A Case for Regional Collaboration
Driskill also floated the idea of forming a legislative coalition made up of rural states facing similar healthcare access issues. “It really helps to have the states get together,” he said, though he acknowledged the challenges of coordination. Still, the idea reflects a growing realization that solutions may lie not in isolated state actions, but in collective advocacy for meaningful federal reform.
Other states in the region have taken different approaches:
- Colorado and New Mexico have focused on expanding their Conrad 30 Waiver programs, which allow international physicians on J-1 visas to remain in the US in exchange for working in underserved areas. But with only 30 slots per state, these efforts only scratch the surface.

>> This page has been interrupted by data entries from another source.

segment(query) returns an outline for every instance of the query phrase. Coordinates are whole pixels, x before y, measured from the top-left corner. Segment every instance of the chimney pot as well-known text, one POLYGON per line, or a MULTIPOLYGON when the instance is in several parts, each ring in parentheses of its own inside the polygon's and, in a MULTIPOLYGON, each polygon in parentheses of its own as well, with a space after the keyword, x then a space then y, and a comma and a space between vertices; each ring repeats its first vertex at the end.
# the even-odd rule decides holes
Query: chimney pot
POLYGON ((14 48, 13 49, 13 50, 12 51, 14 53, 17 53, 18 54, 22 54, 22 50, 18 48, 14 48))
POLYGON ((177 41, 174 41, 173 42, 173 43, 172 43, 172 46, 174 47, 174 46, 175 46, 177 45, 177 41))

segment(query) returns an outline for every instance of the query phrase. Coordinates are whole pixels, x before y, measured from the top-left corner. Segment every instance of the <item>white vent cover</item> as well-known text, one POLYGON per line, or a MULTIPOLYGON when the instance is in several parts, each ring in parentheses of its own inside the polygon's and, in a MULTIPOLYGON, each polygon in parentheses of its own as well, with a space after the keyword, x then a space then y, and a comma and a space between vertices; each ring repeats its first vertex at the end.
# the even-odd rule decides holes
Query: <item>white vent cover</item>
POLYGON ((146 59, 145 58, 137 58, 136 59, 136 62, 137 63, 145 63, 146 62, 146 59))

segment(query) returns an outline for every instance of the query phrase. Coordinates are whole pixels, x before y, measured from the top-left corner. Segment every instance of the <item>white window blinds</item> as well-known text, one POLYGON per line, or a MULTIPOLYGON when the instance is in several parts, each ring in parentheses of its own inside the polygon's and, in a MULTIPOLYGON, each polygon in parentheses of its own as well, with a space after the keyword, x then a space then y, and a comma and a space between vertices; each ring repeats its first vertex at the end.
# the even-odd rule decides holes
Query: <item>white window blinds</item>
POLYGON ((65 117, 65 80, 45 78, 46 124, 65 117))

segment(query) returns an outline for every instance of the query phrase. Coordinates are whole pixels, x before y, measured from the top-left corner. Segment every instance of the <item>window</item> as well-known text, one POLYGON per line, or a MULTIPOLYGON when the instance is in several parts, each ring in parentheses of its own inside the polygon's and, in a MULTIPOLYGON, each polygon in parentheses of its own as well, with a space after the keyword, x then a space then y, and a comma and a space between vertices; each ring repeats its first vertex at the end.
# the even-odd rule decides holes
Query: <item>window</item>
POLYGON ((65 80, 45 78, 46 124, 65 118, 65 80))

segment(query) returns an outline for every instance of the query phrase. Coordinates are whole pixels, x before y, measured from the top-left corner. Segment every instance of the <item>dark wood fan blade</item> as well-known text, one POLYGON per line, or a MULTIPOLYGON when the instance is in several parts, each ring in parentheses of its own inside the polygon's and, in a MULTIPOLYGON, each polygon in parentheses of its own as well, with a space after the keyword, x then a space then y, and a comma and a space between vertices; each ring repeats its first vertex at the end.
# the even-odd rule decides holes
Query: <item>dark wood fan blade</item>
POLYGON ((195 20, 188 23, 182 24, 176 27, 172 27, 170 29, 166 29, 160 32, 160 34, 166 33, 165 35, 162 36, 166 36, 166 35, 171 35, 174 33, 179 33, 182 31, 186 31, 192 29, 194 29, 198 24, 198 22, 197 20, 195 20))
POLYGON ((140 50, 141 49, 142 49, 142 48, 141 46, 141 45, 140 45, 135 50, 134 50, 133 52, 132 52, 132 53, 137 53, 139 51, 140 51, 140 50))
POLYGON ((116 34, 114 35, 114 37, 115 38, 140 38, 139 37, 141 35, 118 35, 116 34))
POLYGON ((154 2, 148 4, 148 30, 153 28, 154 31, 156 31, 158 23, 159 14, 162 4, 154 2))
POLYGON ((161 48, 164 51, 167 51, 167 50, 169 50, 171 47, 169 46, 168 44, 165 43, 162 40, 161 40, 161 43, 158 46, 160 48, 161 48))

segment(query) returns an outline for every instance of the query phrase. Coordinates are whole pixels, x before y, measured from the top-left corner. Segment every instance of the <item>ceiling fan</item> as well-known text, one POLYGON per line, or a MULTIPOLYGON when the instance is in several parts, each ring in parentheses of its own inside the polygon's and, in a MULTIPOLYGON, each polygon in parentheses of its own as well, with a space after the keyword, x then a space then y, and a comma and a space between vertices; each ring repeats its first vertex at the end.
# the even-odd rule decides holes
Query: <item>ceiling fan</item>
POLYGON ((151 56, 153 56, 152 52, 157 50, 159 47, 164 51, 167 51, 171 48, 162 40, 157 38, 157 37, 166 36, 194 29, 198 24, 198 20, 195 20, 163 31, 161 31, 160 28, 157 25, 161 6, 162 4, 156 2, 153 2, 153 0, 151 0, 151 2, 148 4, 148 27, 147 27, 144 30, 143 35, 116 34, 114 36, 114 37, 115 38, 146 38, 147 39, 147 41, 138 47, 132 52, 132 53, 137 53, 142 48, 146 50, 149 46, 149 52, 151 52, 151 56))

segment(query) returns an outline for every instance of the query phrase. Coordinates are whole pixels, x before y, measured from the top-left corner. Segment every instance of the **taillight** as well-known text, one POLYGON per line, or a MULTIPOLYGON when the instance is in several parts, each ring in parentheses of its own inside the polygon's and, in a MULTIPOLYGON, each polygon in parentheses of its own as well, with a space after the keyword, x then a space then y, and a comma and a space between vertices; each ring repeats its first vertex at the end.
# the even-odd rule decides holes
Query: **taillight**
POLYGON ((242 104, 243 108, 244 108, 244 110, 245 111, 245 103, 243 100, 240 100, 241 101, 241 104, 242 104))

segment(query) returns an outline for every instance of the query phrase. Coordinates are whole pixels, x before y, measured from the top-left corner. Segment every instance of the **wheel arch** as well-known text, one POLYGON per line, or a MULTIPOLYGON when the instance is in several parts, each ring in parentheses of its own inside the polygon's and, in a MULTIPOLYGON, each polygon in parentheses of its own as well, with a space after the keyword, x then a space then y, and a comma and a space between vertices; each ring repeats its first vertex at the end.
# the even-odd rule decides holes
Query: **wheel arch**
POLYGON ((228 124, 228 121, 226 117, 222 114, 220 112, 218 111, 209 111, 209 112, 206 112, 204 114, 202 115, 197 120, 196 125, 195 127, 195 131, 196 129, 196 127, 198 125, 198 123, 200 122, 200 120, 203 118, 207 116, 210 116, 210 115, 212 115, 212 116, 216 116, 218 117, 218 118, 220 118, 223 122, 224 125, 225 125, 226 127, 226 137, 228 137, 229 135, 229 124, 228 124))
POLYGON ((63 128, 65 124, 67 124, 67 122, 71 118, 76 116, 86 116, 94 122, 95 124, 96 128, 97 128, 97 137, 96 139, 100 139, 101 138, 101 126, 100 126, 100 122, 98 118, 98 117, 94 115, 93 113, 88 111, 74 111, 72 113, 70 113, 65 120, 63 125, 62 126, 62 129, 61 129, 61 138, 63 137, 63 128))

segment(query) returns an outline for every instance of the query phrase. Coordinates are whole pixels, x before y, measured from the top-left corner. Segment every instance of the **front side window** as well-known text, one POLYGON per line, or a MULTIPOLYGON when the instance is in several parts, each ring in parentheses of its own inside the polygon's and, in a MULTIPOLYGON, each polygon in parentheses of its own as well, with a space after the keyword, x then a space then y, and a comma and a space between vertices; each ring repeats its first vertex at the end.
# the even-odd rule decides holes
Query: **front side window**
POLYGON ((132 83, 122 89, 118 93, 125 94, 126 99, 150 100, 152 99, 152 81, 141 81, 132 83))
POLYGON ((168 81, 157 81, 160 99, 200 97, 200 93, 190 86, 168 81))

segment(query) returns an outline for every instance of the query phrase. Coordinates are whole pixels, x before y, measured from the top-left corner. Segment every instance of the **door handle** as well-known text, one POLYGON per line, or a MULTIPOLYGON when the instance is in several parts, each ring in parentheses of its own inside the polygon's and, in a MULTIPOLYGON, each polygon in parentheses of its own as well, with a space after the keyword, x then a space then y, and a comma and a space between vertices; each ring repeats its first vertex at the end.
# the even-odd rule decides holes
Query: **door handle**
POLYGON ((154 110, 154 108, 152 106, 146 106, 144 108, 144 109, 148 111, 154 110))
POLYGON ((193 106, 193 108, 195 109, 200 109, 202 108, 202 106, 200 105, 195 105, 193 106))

- Montana, Idaho, and Utah have invested in creating more residency slots and healthcare workforce development programs, though such initiatives take years to yield results.
- Meanwhile, H-1B and O-1 visas, often used by IMGs, remain difficult to access due to federal limitations on sponsorship, prevailing wage requirements, and annual caps.
Immigration Barriers Still Block the Path
Even when states create provisional licensing pathways, federal immigration policies remain a major roadblock. Without a valid visa, internationally trained physicians simply cannot practice in the US—even if they’re otherwise fully qualified. Key immigration pathways include:
- H-1B Visa: Requires completion of all three steps of the US Medical Licensing Examination (USMLE), Educational Commission for Foreign Medical Graduates (ECFMG) certification, and a sponsoring employer. But the annual cap and strict wage requirements make this visa difficult to secure.
- J-1 Visa and Conrad 30 Waiver: While this is the most common path for IMGs in residency, it comes with a two-year home residency requirement unless waived—creating a bottleneck for physicians who want to stay.
- O-1 Visa: Reserved for those with “extraordinary ability,” it is an option for high-achieving researchers and specialists, but not broadly applicable to general practitioners.
- TN Visa: Limited to Canadian and Mexican citizens under the United States-Mexico-Canada Agreement (USMCA) and is often restricted in scope when it comes to clinical care.
Charting a Path Forward
Given the shared struggles across the Mountain West, policymakers at both the state and federal levels may want to consider the following strategies:
- Expand Residency Programs: Increasing residency slots in rural areas would allow more IMGs to enter the workforce through traditional training pipelines.
- Enhance J-1 Waiver Opportunities: Pushing for more waiver slots or encouraging additional federal agencies to sponsor J-1 physicians could significantly increase retention.
- Align State and Federal Policies: States can’t solve this problem alone. Coordinated efforts to align licensure eligibility with immigration options would reduce red tape and make state programs more effective.
A Regional Crisis Demands a Regional Response
Wyoming’s Expanding Physician Access Act was an ambitious attempt to solve a real problem—but its failure reflects a broader truth that lasting solutions will require coordinated efforts beyond a single state. Without federal immigration reform and regional collaboration, even the most well-crafted legislation may fall short and will result in a “patch work” of legislative attempts that can be complex for the public and providers to follow.
As Senator Driskill and others in the Mountain West continue this fight, their efforts may offer a blueprint for how rural states can work together to bridge the healthcare gap—and bring much-needed care to the communities that need it most.